With a Google Scholar h-index of 69, his research interests include: discrete optimization; programming languages, in particular declarative programming languages; constraint solving algorithms; bio-informatics; and constraint-based graphics. He enjoys problem solving in any area, having publications in e.g. databases, timetabling, and system security, and working with companies such as Oracle and Rio Tinto. Prof. Stuckey received a B.Sc and Ph.D both in Computer Science from Monash University in 1985 and 1988 respectively.
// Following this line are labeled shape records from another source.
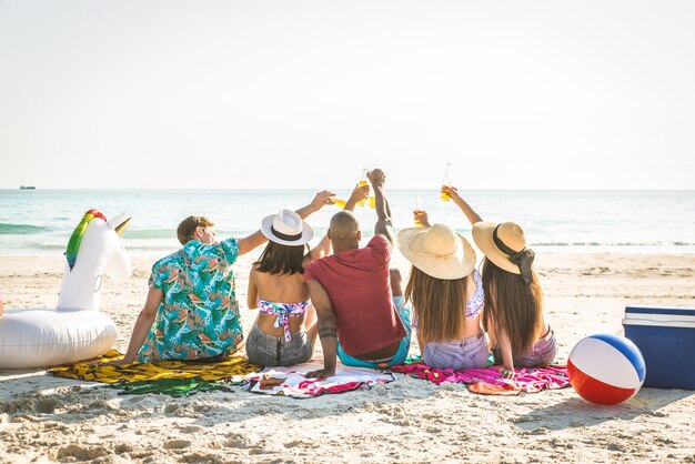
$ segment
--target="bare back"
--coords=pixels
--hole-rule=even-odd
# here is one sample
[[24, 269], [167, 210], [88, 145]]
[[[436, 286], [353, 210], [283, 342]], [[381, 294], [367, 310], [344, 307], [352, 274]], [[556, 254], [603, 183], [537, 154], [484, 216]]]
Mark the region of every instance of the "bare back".
[[[309, 300], [309, 290], [304, 284], [304, 275], [296, 274], [269, 274], [259, 272], [255, 269], [251, 271], [250, 283], [255, 285], [256, 297], [274, 303], [299, 303]], [[275, 327], [275, 315], [259, 313], [258, 324], [263, 332], [281, 336], [282, 327]], [[302, 329], [304, 316], [290, 317], [290, 331], [292, 333]]]

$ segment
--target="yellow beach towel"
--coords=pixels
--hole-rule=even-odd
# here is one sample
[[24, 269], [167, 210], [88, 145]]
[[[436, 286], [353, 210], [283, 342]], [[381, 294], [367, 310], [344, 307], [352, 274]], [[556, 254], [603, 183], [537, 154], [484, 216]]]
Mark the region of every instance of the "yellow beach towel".
[[102, 383], [140, 382], [163, 379], [200, 379], [203, 381], [231, 380], [240, 382], [246, 374], [261, 371], [260, 365], [248, 359], [230, 356], [221, 362], [160, 361], [158, 363], [133, 363], [104, 365], [109, 361], [123, 357], [115, 350], [109, 351], [97, 361], [82, 361], [49, 370], [58, 377], [77, 379]]

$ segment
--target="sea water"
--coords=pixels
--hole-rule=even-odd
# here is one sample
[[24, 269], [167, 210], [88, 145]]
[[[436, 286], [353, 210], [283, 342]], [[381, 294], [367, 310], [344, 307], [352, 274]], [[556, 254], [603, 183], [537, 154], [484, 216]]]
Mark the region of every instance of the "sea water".
[[[134, 254], [167, 254], [180, 248], [177, 225], [207, 215], [219, 238], [245, 236], [261, 219], [298, 209], [309, 190], [0, 190], [0, 254], [60, 255], [84, 212], [133, 220], [123, 235]], [[349, 191], [338, 190], [346, 199]], [[695, 253], [695, 191], [464, 191], [486, 221], [515, 221], [537, 252]], [[471, 238], [471, 225], [453, 201], [435, 190], [387, 191], [396, 230], [414, 226], [417, 196], [431, 223], [442, 222]], [[336, 206], [309, 218], [320, 238]], [[372, 235], [375, 211], [357, 206], [363, 236]], [[315, 240], [318, 240], [318, 238]]]

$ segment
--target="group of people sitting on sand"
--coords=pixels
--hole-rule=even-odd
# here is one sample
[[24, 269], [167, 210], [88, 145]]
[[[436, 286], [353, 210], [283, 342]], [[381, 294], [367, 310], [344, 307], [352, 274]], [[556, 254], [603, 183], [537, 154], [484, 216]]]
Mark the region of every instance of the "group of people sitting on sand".
[[375, 169], [367, 179], [377, 219], [364, 248], [353, 210], [367, 198], [369, 185], [355, 186], [313, 249], [304, 220], [334, 202], [329, 191], [296, 211], [263, 219], [261, 229], [243, 239], [218, 242], [210, 220], [187, 218], [178, 229], [183, 248], [152, 266], [144, 307], [118, 363], [218, 361], [238, 351], [243, 331], [233, 264], [266, 241], [249, 275], [246, 305], [259, 310], [245, 341], [252, 363], [308, 362], [319, 337], [324, 365], [308, 376], [330, 377], [336, 359], [350, 366], [390, 367], [407, 357], [412, 329], [432, 367], [484, 367], [492, 351], [502, 375], [512, 377], [515, 366], [554, 360], [557, 343], [520, 225], [483, 222], [456, 188], [444, 188], [473, 225], [473, 240], [485, 255], [481, 272], [465, 238], [445, 224], [430, 225], [426, 212], [415, 211], [422, 226], [397, 234], [397, 246], [412, 263], [403, 289], [401, 273], [390, 268], [394, 233], [386, 178]]

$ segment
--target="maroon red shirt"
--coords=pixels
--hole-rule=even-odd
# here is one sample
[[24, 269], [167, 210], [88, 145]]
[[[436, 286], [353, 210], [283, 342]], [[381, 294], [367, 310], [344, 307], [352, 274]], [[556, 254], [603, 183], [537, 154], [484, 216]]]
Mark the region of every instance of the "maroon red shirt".
[[344, 250], [311, 262], [304, 280], [318, 281], [331, 297], [338, 339], [351, 356], [393, 345], [406, 333], [393, 305], [391, 243], [377, 234], [363, 249]]

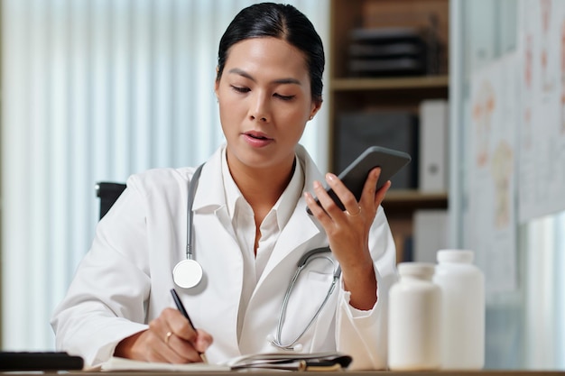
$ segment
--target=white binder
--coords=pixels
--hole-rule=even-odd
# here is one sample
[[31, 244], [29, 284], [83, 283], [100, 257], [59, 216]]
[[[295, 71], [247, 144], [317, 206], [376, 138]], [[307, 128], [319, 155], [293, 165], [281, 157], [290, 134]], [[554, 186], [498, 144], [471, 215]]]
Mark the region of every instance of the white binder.
[[448, 191], [449, 105], [428, 99], [420, 105], [420, 168], [418, 187], [422, 192]]

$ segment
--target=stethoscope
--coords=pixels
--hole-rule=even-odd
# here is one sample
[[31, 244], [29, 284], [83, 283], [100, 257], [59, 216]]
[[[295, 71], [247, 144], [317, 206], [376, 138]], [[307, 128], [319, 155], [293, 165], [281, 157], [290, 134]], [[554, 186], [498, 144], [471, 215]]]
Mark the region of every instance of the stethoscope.
[[[174, 283], [182, 289], [191, 289], [197, 286], [200, 280], [202, 280], [202, 266], [194, 260], [194, 252], [192, 250], [192, 204], [194, 202], [194, 197], [196, 195], [196, 188], [198, 187], [198, 181], [200, 178], [200, 172], [202, 171], [202, 167], [204, 164], [199, 166], [199, 168], [194, 171], [192, 179], [189, 183], [189, 197], [187, 202], [187, 240], [186, 240], [186, 259], [179, 261], [174, 269], [172, 270], [172, 280]], [[308, 329], [312, 326], [312, 324], [316, 321], [322, 308], [329, 300], [329, 297], [331, 296], [333, 290], [336, 288], [336, 284], [339, 280], [339, 276], [341, 275], [341, 267], [336, 263], [336, 261], [328, 254], [321, 254], [330, 252], [329, 247], [322, 247], [316, 248], [311, 250], [299, 260], [297, 263], [297, 270], [291, 280], [288, 289], [284, 294], [284, 298], [282, 299], [282, 307], [281, 307], [281, 312], [279, 314], [279, 319], [277, 322], [276, 334], [273, 338], [269, 338], [269, 342], [274, 346], [282, 349], [282, 350], [294, 350], [301, 351], [302, 346], [298, 344], [298, 341], [304, 335], [304, 334], [308, 331]], [[291, 298], [291, 294], [292, 293], [292, 289], [298, 280], [301, 273], [306, 268], [306, 266], [313, 260], [322, 259], [327, 260], [331, 262], [333, 266], [333, 278], [331, 280], [331, 284], [329, 285], [329, 289], [326, 294], [326, 297], [320, 303], [320, 307], [316, 310], [316, 313], [312, 316], [312, 318], [304, 327], [304, 330], [301, 332], [292, 341], [282, 344], [282, 325], [284, 323], [284, 318], [286, 316], [286, 309], [288, 307], [289, 299]], [[271, 337], [271, 335], [269, 336]]]

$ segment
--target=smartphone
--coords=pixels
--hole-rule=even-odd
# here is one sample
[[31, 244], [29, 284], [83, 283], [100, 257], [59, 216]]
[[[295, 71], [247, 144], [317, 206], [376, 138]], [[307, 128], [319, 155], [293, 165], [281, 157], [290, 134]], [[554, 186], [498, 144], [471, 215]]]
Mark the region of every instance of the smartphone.
[[[338, 175], [338, 178], [358, 201], [361, 198], [361, 193], [363, 193], [365, 180], [366, 180], [371, 170], [375, 167], [381, 168], [381, 175], [376, 182], [376, 189], [378, 190], [411, 160], [412, 157], [407, 152], [382, 146], [371, 146], [351, 162], [351, 164]], [[345, 210], [346, 208], [343, 203], [333, 189], [329, 188], [327, 184], [325, 187], [326, 192], [333, 198], [338, 206], [339, 206], [341, 210]], [[320, 205], [318, 198], [316, 198], [316, 202], [318, 205]], [[310, 208], [307, 208], [306, 211], [311, 216], [312, 213]]]

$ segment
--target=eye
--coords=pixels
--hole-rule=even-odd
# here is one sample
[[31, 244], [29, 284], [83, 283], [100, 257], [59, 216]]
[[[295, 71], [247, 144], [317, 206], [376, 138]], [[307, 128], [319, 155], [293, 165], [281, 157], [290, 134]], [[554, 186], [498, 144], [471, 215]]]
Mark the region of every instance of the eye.
[[236, 87], [235, 85], [231, 85], [231, 87], [237, 93], [249, 93], [251, 91], [249, 87]]
[[274, 96], [276, 96], [276, 97], [278, 97], [278, 98], [280, 98], [282, 100], [284, 100], [284, 101], [290, 101], [290, 100], [294, 99], [294, 96], [282, 96], [281, 94], [276, 94], [276, 93], [274, 94]]

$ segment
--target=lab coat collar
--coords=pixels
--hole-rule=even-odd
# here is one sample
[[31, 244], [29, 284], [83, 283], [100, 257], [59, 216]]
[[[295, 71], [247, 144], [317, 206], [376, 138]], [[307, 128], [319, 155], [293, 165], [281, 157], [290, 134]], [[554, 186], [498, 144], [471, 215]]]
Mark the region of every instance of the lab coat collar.
[[202, 168], [199, 187], [194, 196], [192, 210], [218, 210], [227, 205], [222, 177], [222, 149], [218, 148]]
[[[224, 147], [223, 145], [218, 148], [202, 169], [199, 181], [199, 188], [196, 191], [194, 204], [192, 206], [195, 211], [205, 210], [207, 208], [209, 208], [211, 211], [218, 211], [218, 209], [227, 205], [221, 170], [222, 150]], [[318, 167], [303, 146], [300, 144], [297, 145], [296, 155], [298, 157], [298, 162], [301, 163], [304, 173], [302, 193], [311, 191], [313, 181], [323, 181], [323, 175], [318, 170]], [[264, 280], [282, 259], [292, 252], [292, 251], [301, 249], [301, 245], [309, 242], [320, 233], [324, 234], [321, 225], [320, 225], [313, 216], [306, 213], [306, 201], [303, 196], [301, 196], [298, 200], [291, 218], [281, 232], [277, 244], [265, 266], [259, 283], [261, 283], [261, 280]], [[323, 238], [324, 242], [319, 243], [317, 243], [316, 247], [327, 245], [325, 236]]]
[[[323, 175], [318, 170], [318, 167], [308, 154], [306, 150], [298, 145], [296, 148], [296, 155], [298, 160], [301, 165], [304, 171], [304, 187], [302, 188], [302, 194], [306, 191], [311, 191], [312, 183], [314, 180], [323, 181]], [[314, 248], [323, 247], [328, 245], [326, 236], [322, 236], [320, 239], [317, 239], [315, 242], [313, 238], [319, 234], [325, 234], [323, 227], [313, 216], [309, 216], [306, 213], [308, 206], [306, 200], [304, 200], [303, 195], [298, 200], [296, 207], [291, 216], [288, 223], [281, 232], [279, 239], [277, 241], [273, 254], [271, 255], [267, 265], [257, 283], [257, 287], [267, 277], [267, 275], [273, 271], [273, 269], [293, 252], [305, 252]], [[303, 244], [311, 243], [310, 247], [303, 249]]]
In 2009 he was recognized as an ACM Distinguished Scientist. In 2010 he was awarded the Google Australia Eureka Prize for Innovation in Computer Science for his work on lazy clause generation. He was awarded the 2010 University of Melbourne Woodward Medal for most outstanding publication in Science and Technology across the university. In 2019 he was elected as a Fellow of the Association for the Advancement of Artificial Intelligence.
Prof. Stuckey's Google Scholar profile is here.
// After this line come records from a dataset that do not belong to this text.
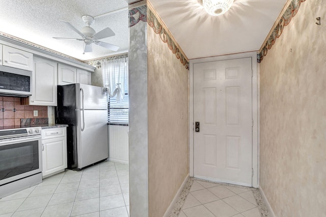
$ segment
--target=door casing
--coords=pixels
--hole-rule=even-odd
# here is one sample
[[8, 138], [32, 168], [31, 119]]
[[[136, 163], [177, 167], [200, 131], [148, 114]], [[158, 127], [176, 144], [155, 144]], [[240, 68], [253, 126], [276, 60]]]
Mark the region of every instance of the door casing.
[[253, 126], [253, 148], [252, 148], [252, 166], [253, 175], [252, 185], [253, 187], [259, 186], [259, 65], [257, 63], [257, 52], [247, 52], [240, 54], [217, 57], [207, 57], [201, 59], [191, 60], [189, 64], [189, 173], [190, 176], [194, 176], [194, 64], [213, 62], [221, 60], [227, 60], [251, 57], [253, 69], [252, 78], [252, 114], [254, 120]]

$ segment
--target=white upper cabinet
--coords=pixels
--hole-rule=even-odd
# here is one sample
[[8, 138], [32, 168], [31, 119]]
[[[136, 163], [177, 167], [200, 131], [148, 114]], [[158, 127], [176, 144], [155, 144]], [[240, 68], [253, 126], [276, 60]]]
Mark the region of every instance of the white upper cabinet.
[[2, 46], [3, 65], [33, 71], [33, 54], [5, 45]]
[[62, 64], [58, 64], [58, 84], [66, 84], [77, 83], [77, 69]]
[[87, 71], [77, 69], [77, 83], [80, 84], [92, 84], [92, 74]]
[[57, 106], [57, 63], [34, 57], [30, 105]]
[[2, 44], [0, 44], [0, 65], [2, 65]]

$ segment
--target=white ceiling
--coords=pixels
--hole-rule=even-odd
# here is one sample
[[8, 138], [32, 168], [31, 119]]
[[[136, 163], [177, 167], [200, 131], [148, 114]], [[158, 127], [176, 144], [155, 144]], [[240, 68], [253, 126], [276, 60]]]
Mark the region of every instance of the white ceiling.
[[128, 10], [95, 18], [91, 26], [96, 32], [110, 27], [116, 35], [99, 40], [120, 46], [114, 52], [93, 44], [93, 52], [84, 52], [83, 41], [57, 40], [52, 37], [81, 37], [59, 20], [79, 31], [86, 26], [82, 16], [93, 17], [127, 8], [125, 0], [0, 0], [0, 31], [80, 60], [128, 52]]
[[[234, 0], [220, 16], [207, 14], [201, 0], [150, 0], [186, 57], [197, 58], [257, 51], [263, 43], [286, 0]], [[79, 38], [59, 20], [77, 29], [85, 26], [82, 16], [96, 16], [126, 8], [132, 0], [0, 0], [0, 32], [87, 60], [128, 51], [128, 11], [95, 18], [96, 32], [110, 27], [116, 33], [100, 39], [120, 47], [116, 52], [93, 44], [84, 52], [79, 41], [52, 37]]]
[[257, 51], [286, 0], [234, 0], [222, 16], [205, 11], [201, 0], [150, 0], [187, 57]]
Professor Wray Buntine is Australia’s foremost scholar for the statistical analysis of text and related structured content and their predictive modelling. His global reputation was built over several decades of state of the art machine learning, generative AI and large language model research.
Professor Buntine has authored 18 book chapters, 48 journal articles, and 81 refereed conference papers. His work includes several software products and two patents, with over 13,000 citations and a Google Scholar h-index of 51, reflecting his significant impact on the fields of data science and machine learning.
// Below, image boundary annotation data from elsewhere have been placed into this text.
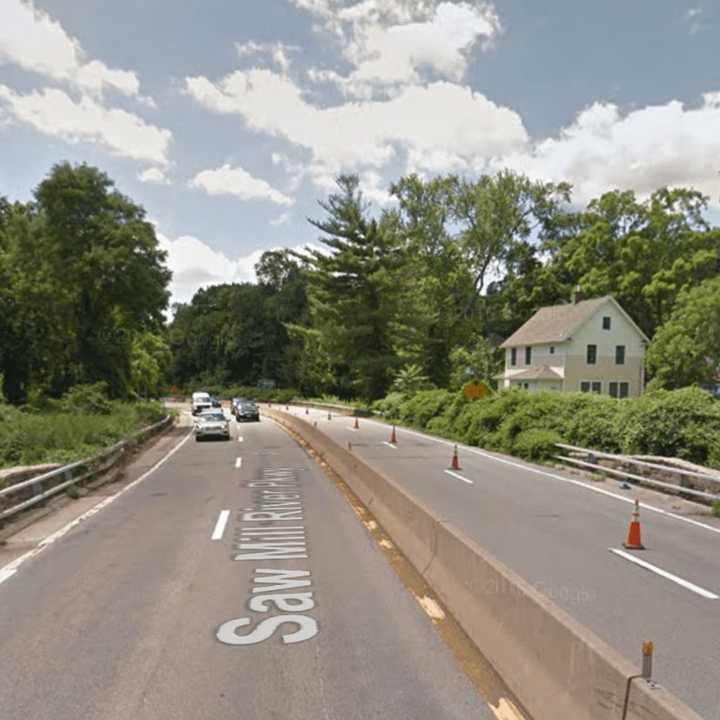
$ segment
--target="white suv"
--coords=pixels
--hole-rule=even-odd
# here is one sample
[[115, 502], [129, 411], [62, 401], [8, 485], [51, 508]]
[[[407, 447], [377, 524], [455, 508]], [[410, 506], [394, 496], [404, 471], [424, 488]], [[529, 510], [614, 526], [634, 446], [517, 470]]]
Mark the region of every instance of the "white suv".
[[203, 410], [212, 409], [212, 398], [210, 393], [196, 392], [193, 393], [192, 399], [192, 414], [199, 415]]

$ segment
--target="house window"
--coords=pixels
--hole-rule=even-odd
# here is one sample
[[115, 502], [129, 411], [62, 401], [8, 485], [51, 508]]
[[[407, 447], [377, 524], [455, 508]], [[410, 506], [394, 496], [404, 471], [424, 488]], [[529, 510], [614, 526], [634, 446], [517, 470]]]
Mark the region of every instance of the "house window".
[[610, 397], [624, 398], [630, 394], [629, 383], [612, 382], [609, 386]]
[[597, 362], [597, 345], [588, 345], [587, 364], [594, 365]]

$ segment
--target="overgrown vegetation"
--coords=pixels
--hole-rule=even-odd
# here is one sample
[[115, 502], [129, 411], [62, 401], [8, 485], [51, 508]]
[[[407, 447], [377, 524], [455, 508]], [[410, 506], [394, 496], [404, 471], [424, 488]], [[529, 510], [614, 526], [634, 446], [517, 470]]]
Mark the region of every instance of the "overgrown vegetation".
[[469, 401], [430, 390], [391, 393], [373, 407], [388, 420], [529, 460], [547, 460], [565, 442], [720, 467], [720, 403], [698, 388], [629, 400], [513, 390]]
[[0, 468], [82, 459], [166, 414], [158, 402], [108, 400], [102, 384], [34, 405], [0, 403]]
[[649, 337], [660, 329], [653, 387], [712, 384], [720, 340], [704, 328], [720, 327], [720, 230], [707, 198], [618, 190], [580, 208], [571, 192], [510, 171], [411, 175], [378, 211], [356, 176], [340, 177], [311, 221], [317, 244], [266, 253], [258, 285], [202, 290], [178, 308], [170, 381], [270, 377], [305, 396], [365, 401], [492, 385], [499, 343], [580, 285], [613, 295]]

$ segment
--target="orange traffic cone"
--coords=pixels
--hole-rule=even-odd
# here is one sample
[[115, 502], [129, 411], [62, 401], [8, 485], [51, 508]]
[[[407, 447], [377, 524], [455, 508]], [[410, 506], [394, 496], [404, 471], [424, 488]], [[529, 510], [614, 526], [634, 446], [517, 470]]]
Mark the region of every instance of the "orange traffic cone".
[[450, 469], [451, 470], [460, 470], [460, 460], [457, 456], [457, 445], [455, 446], [455, 449], [453, 450], [453, 457], [450, 461]]
[[630, 520], [630, 528], [628, 529], [628, 539], [623, 543], [623, 547], [628, 550], [644, 550], [645, 546], [640, 539], [640, 501], [635, 501], [632, 518]]

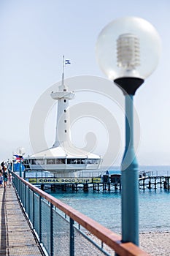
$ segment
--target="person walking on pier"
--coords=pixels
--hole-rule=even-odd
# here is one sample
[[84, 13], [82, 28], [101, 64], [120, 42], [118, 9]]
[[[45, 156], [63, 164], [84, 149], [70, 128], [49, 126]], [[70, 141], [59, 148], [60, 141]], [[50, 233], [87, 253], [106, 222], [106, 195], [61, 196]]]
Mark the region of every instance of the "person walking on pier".
[[4, 187], [6, 187], [7, 182], [8, 180], [8, 172], [7, 172], [7, 168], [6, 166], [4, 167], [4, 171], [3, 173], [3, 178], [4, 178]]
[[12, 184], [12, 178], [13, 178], [13, 177], [12, 176], [12, 173], [9, 173], [9, 176], [8, 176], [9, 188], [11, 187], [11, 185]]
[[2, 176], [2, 173], [0, 173], [0, 187], [2, 187], [2, 184], [3, 184], [3, 176]]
Professor Buntine is currently Director of the Computer Science Program at VinUniversity. He is set to serve as the General Chair for the 2024 Asian Conference on Machine Learning in Hanoi. He co-edits the ACM Transactions on Probabilistic Machine Learning and serves on editorial boards for several other journals. He has worked on projects for the Helsinki Institute for Information Technology, NASA Ames Research Center, University of California, Berkeley, and Google. His active involvement in the academic community includes senior program committee roles at top conferences like IJCAI, UAI, AAAI, EMNLP, ICLR, ACML, and NeurIPS. Previously, he was the founding director of the Master of Data Science program at Monash University, where he also directed the Machine Learning Group.
With respect to large language models, he has published with Dr. Ehsan Shareghi of Monash University on use of LLMs in contexts requiring uncertainty or the resort to external knowledge resources. At VinUniversity he works with Dr. Le Duy Dung on recommender systems and has published with Dr. Nguyen Quoc Dat of VinAI, co-developer of PhoGPT, and students on the application of LLMs for a variety of applications including healthcare. He also co-developed the MTP multimedia dataset published at ACL 2024 and is a member of Meta’s Open Innovation AI Research Community, where he works with a small community of scientists furthering educational applications of Generative AI and Llama in particular.
Dr Buntine's Google Scholar profile is here.